Le premier col du jour est le Mont-Cenis, 2081 mètres d'altitude, en aller-retour depuis Lanslebourg. Il nécessite une petite heure de montée et constitue un bon échauffement, sur des routes encore mouillées et dans une atmosphère fraîche. Nous croisons plusieurs cyclistes italiens. Cette semaine, j'avais dans un premier temps imaginé gravir le Mont-Cenis dans les deux sens à l'occasion d'un aller-retour jusqu'à Suse. Le versant italien est en effet superbe.

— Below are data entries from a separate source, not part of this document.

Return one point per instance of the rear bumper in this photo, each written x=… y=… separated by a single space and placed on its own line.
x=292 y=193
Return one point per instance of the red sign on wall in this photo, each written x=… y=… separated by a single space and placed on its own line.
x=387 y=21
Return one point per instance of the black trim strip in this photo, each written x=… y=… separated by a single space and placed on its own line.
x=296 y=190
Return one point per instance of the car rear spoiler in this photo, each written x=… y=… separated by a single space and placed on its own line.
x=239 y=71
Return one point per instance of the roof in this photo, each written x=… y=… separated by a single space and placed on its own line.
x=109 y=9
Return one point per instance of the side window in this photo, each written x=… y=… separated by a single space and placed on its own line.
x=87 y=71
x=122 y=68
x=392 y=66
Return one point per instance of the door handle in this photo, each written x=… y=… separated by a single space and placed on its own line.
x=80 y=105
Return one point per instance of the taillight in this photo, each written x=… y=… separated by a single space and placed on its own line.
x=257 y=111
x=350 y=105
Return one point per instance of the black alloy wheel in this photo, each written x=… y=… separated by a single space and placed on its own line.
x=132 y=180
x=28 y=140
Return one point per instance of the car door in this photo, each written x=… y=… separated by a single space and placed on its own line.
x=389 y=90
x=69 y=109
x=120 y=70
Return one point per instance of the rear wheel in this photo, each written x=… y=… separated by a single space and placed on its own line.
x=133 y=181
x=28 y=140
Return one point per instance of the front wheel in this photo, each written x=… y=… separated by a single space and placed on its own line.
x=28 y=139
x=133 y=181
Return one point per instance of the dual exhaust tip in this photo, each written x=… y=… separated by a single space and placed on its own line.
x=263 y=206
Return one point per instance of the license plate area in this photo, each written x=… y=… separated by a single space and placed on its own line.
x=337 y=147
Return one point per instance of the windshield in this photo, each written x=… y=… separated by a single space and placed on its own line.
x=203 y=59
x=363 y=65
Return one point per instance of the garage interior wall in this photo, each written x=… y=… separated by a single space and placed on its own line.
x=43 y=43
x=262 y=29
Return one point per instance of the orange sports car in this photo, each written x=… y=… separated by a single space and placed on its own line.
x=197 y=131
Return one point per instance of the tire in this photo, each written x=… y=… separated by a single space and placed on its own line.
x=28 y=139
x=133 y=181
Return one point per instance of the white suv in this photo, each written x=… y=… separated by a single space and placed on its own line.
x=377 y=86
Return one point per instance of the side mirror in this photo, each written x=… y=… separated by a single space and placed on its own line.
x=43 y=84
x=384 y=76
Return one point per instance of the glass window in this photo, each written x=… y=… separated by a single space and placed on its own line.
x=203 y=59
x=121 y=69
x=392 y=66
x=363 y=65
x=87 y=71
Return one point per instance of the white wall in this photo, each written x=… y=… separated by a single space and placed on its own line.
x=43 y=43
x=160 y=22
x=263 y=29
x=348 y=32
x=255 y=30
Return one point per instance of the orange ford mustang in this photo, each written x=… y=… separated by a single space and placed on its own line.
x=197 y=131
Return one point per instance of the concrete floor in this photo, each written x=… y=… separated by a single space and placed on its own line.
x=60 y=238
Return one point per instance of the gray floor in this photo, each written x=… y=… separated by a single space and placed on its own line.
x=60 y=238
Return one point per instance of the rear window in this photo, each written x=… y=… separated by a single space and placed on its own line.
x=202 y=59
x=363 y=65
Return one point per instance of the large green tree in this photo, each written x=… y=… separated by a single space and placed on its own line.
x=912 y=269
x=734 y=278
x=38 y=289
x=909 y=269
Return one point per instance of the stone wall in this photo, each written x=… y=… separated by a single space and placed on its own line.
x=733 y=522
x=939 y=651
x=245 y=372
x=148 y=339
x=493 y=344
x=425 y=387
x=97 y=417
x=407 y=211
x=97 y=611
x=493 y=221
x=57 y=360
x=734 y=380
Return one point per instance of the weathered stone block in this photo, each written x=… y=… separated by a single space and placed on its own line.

Finalement, je n'ai pas eu le courage de me lever suffisamment tôt, de plus je souhaitais garder suffisamment de forces pour l'Iseran pour ne pas reproduire la montée de 2007. Finalement, le col est atteint en à peine 56 minutes, en discutant tout le long avec Baptiste puis avec Franco, contre 59 minutes en 2007.
La descente est humide, mais je n'ai pas le temps d'avoir froid car nous retournons rapidement à notre point de départ, où les routes sont maintenant presque sèches. Ici commence la partie la plus intéressante de la journée.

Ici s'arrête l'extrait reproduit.